Billings thinks the value of such testimonials is pretty low. “All these people are talking to the press about how wonderful the experience was,” she says. “But to listen to someone else tell you about how exciting it was to climb Mt. Everest doesn’t convey the actual experience.”

As with an Everest trek, there’s the risk of death to consider. Historically, spaceflight has had a fatality rate of just under 4%—roughly 266,000 times greater than for commercial airplanes. Virgin suffered two major disasters during testing, killing a total of four employees and injuring four more. “A high-profile accident will come; it’s inevitable,” says Forczyk. But even that, she predicts, won’t end space tourism. People continue to climb Everest, she notes, despite the danger.

Another question is how space tourism might affect the planet. A 90-minute jaunt on Virgin Galactic’s suborbital spaceplane is roughly as polluting as a 10-hour transatlantic flight. Other calculations suggest that a rocket launch can produce 50 to 75 tons of carbon dioxide per passenger, compared with just a few tons per passenger from a commercial airplane.

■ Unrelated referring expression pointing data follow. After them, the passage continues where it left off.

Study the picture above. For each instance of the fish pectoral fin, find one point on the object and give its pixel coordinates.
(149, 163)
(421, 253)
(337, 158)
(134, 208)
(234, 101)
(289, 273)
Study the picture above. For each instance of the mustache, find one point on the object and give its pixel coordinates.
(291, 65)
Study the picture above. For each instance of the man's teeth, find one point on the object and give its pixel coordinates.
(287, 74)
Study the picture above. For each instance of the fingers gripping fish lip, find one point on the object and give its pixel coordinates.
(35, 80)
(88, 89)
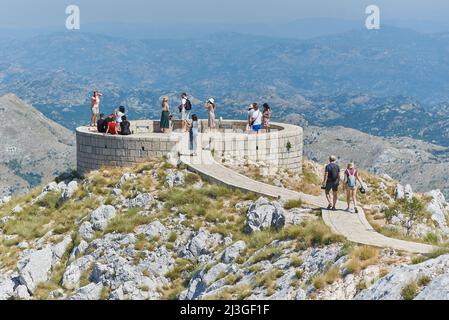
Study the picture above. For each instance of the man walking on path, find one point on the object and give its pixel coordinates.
(331, 181)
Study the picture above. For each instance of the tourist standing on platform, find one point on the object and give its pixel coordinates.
(185, 108)
(193, 135)
(119, 114)
(250, 115)
(112, 125)
(350, 184)
(165, 117)
(266, 117)
(125, 127)
(256, 118)
(95, 106)
(210, 106)
(102, 124)
(331, 181)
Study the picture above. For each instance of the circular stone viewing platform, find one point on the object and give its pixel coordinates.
(282, 147)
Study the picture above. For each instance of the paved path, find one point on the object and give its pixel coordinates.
(352, 226)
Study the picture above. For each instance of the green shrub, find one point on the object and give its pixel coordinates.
(431, 238)
(410, 291)
(290, 204)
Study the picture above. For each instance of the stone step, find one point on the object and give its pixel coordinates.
(353, 227)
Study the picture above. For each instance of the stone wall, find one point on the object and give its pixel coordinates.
(282, 147)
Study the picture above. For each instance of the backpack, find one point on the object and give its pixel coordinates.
(351, 178)
(334, 173)
(188, 105)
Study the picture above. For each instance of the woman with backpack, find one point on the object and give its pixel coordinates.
(95, 106)
(256, 119)
(350, 183)
(165, 116)
(266, 117)
(210, 106)
(185, 108)
(193, 134)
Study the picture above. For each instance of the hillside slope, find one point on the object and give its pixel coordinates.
(156, 231)
(415, 162)
(34, 148)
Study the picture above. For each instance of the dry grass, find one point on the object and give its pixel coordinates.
(269, 280)
(361, 257)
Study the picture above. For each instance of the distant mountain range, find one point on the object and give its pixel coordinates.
(389, 83)
(383, 79)
(421, 164)
(34, 148)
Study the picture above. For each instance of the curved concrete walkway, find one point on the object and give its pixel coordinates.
(352, 226)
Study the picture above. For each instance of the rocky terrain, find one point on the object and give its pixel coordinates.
(34, 149)
(156, 231)
(421, 164)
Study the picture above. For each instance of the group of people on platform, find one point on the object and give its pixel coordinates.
(258, 120)
(115, 124)
(352, 183)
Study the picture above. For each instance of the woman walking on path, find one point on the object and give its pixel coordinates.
(256, 119)
(193, 134)
(266, 117)
(95, 105)
(350, 183)
(210, 106)
(165, 117)
(250, 115)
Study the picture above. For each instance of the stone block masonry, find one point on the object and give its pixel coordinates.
(282, 147)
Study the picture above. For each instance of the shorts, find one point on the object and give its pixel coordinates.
(185, 114)
(332, 186)
(257, 127)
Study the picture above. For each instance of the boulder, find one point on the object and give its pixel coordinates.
(200, 244)
(69, 191)
(143, 200)
(231, 253)
(5, 200)
(101, 217)
(90, 292)
(437, 289)
(399, 192)
(34, 267)
(438, 208)
(21, 293)
(263, 214)
(60, 249)
(79, 250)
(125, 178)
(174, 178)
(152, 230)
(86, 231)
(74, 271)
(17, 209)
(390, 286)
(408, 192)
(6, 287)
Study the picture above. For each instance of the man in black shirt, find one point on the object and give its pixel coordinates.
(102, 124)
(331, 181)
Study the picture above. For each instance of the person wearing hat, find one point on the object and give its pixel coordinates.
(210, 106)
(165, 116)
(331, 181)
(350, 184)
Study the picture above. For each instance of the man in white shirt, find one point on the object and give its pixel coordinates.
(256, 118)
(120, 113)
(184, 112)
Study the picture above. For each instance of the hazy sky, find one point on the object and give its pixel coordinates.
(44, 13)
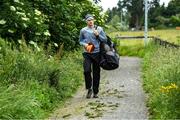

Experts warn that even Blue Origin’s New Shepard, which burns hydrogen and oxygen and mainly emits water, could affect the climate since its combustion products are injected high into the stratosphere, where their ultimate impact has yet to be understood. 

The Federal Aviation Administration oversees all spaceflight in the US and might strengthen safety and environmental regulations. The agency currently has a moratorium on new regulations until 2023, which was designed to give the nascent industry time to develop before legislators came in with too much red tape. But few lawmakers or citizens are clamoring for more regulation. 

“There are a lot of other things for people to worry about than whether or not only billionaires get to fly in space,” says Marcia Smith, the founder and editor of the news website SpacePolicyOnline.com, which covers space programs around the world.

Nobody has yet fully articulated a compelling reason to spend enormous sums on private spaceflight. It may have incidental value for science and engineering, or offer a small number of people a sense of transcendence. 

But at the moment, it seems we do it mainly because we think it’s cool.

Adam Mann is a freelance space and physics journalist who lives in Oakland, California.